Calls like execvp() do little more than splitting PATH on ':', followed by repea...

criddell · on May 11, 2022

Is that ever going to be a hot path?

naniwaduni · on May 11, 2022

It's probably not exactly going to be hot, but even failing execve is inherently semi-expensive since it needs to be a syscall and incurs context switches.

It's just outweighed a couple orders of magnitude by all the overhead that comes with a successfully launching another executable unless you have, like, a thousand junk paths in your PATH.

hnlmorg · on May 11, 2022

Theoretically can be. Every command you invoke without a path will need to look up PATH.

In practice well behaving shells cache the contents of PATH to speed up operations.

mekster · on May 11, 2022

Sounds like they need fixed for inefficient handling of simple operation.

rascul · on May 11, 2022

The fix is for the user to use a smaller $PATH when possible. Any method of checking that the command exists and is executable before trying to execute it leads to TOCTOU race conditions.

https://en.wikipedia.org/wiki/Time-of-check_to_time-of-use

koenigdavidmj · on May 11, 2022

I’m assuming you are proposing to stat each candidate before trying to execve it. I’m also assuming that a stat system call is roughly as expensive as an execve of a nonexistent or non-executable path.

For every failed candidate, you are doing one system call, so roughly the same cost each way.

Now if you just do an execve, you’re just paying that cost. If you stat first, you pay the cost of another system call that doesn’t change the flow of your program at all (a nice way of saying you’re wasting time).

Unless stat is dramatically faster than exec on a nonexistent or non-executable path, there’s never a case where this is better.

naniwaduni · on May 11, 2022

Context switches could straightforwardly be saved by doing the PATH splitting and lookup in-kernel, or just providing a list of executable paths to check.

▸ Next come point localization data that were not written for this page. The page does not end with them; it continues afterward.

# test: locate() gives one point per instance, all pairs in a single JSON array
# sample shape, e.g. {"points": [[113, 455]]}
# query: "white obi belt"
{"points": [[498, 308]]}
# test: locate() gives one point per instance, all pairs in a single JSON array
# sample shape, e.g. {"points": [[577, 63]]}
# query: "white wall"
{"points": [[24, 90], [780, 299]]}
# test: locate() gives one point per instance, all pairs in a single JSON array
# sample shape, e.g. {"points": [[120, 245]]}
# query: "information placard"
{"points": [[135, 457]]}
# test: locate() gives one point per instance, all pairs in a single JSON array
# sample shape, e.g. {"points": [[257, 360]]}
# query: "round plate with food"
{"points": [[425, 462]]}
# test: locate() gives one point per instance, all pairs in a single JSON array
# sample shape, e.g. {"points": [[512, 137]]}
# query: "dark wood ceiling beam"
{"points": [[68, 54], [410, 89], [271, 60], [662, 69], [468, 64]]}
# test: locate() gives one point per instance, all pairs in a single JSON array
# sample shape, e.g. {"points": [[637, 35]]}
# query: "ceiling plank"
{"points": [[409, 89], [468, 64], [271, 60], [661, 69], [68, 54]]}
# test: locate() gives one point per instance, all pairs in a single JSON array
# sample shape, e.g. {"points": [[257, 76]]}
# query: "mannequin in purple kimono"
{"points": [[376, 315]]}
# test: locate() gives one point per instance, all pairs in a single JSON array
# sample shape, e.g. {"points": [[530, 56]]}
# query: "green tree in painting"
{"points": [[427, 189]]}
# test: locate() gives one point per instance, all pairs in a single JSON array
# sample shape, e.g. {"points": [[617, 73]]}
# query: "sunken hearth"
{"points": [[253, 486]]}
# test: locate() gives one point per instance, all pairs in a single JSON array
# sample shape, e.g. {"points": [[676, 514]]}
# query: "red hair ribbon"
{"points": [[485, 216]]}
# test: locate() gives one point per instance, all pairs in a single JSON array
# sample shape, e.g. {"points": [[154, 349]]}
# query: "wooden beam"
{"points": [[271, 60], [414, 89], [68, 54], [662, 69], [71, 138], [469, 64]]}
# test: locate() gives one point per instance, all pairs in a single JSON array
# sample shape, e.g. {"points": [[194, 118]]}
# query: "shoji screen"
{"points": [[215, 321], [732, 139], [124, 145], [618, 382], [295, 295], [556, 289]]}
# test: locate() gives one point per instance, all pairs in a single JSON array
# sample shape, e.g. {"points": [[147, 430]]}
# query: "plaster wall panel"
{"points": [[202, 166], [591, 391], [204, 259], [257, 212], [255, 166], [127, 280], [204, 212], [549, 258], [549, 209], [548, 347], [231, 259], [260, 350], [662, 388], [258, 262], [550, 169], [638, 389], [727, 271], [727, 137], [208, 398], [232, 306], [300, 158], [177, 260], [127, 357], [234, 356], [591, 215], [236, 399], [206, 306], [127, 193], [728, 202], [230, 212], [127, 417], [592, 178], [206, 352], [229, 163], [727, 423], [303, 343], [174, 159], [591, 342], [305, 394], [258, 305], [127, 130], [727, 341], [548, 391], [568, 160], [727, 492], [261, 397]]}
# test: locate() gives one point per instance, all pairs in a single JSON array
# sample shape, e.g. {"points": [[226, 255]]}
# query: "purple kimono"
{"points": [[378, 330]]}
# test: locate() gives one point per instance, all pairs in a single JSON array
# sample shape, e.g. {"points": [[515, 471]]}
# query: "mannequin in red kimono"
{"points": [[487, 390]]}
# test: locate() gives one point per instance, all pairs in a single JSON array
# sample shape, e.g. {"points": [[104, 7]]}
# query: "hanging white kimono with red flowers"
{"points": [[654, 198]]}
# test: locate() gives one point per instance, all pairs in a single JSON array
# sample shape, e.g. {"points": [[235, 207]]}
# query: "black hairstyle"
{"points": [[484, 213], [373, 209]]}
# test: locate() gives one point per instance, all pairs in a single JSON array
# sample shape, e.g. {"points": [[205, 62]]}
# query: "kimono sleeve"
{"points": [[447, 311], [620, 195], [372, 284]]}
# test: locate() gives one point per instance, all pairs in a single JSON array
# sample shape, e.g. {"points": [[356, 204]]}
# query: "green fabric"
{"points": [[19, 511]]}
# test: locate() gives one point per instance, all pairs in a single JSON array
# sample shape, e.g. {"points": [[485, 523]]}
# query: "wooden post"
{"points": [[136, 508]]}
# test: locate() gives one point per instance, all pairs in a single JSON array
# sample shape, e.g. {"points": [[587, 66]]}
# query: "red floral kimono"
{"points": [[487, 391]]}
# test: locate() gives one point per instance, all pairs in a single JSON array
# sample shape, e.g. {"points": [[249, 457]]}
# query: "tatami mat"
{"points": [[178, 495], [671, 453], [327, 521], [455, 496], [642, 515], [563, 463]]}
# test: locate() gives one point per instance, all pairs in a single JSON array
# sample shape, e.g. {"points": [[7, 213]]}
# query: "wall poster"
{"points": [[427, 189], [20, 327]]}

It didn't work out this way historically (doing unnecessary string processing, requiring extra memory, could've been more expensive than the context switches), and the performance impact of failed execve isn't normally a high priority, and there are other reasons not to want stuff in the kernel (not that it stops frankly less critical stuff from getting in the kernel), but there's definitely low-hanging fruit here if it like, mattered.

EdSchouten · on May 11, 2022

Enlighten me how you would implement it instead.

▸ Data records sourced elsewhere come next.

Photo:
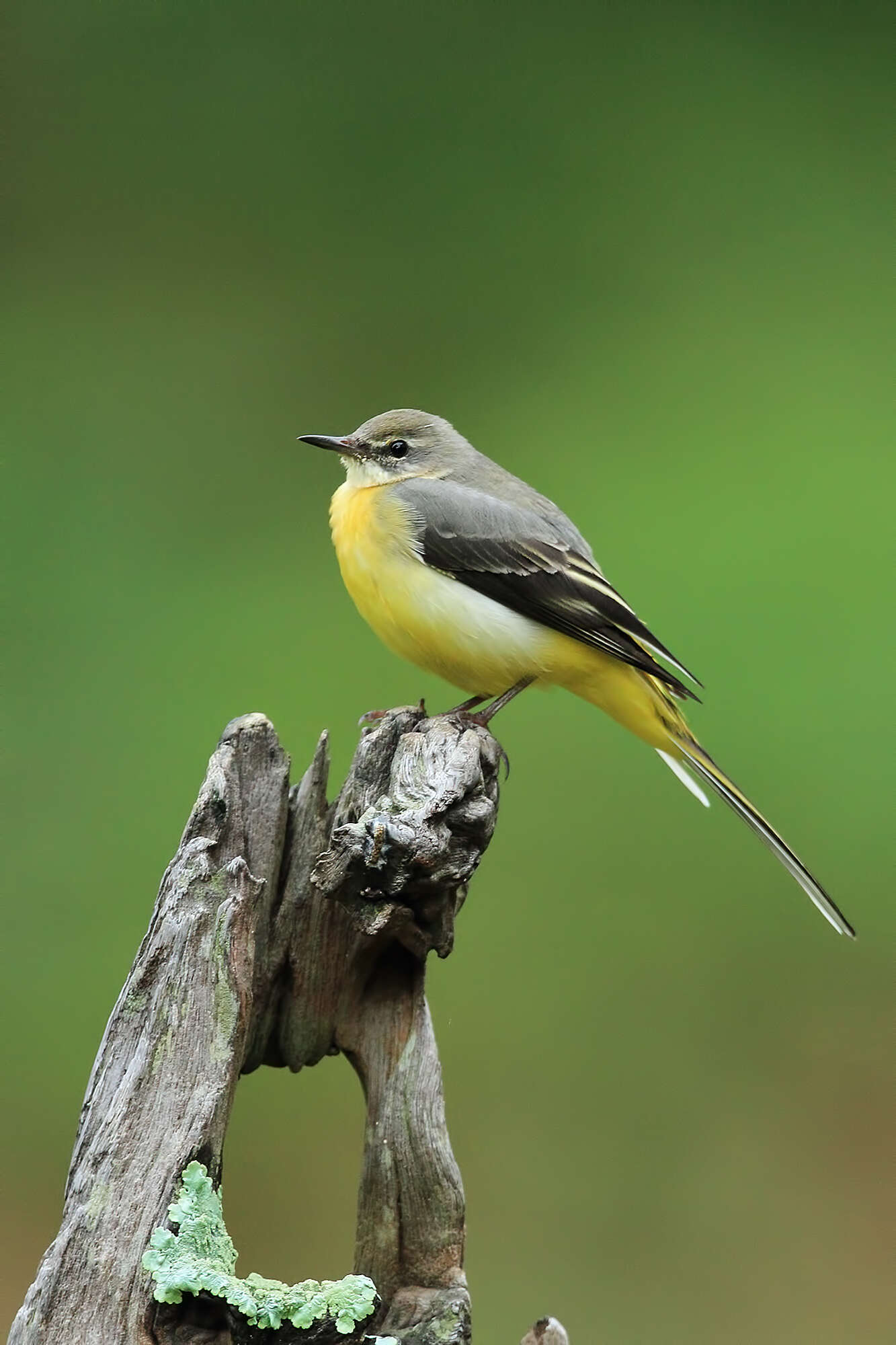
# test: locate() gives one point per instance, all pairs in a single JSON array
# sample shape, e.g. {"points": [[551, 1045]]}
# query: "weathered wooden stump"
{"points": [[286, 930]]}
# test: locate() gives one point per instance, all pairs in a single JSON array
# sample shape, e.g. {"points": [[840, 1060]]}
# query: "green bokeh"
{"points": [[641, 255]]}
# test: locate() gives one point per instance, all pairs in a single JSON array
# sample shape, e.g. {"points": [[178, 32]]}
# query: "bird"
{"points": [[470, 574]]}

nonameiguess · on May 11, 2022

It's not really an accurate description anyway. Most shells will only perform the PATH lookup one time per command, then store the found fully-qualified file path in an in-memory hash table for quicker lookup each subsequent invocation. This is why you need to blast the cache if you delete or move an executable. Plus, many common utilities are replaced by shell built-ins anyway and they never require directory traversal at all.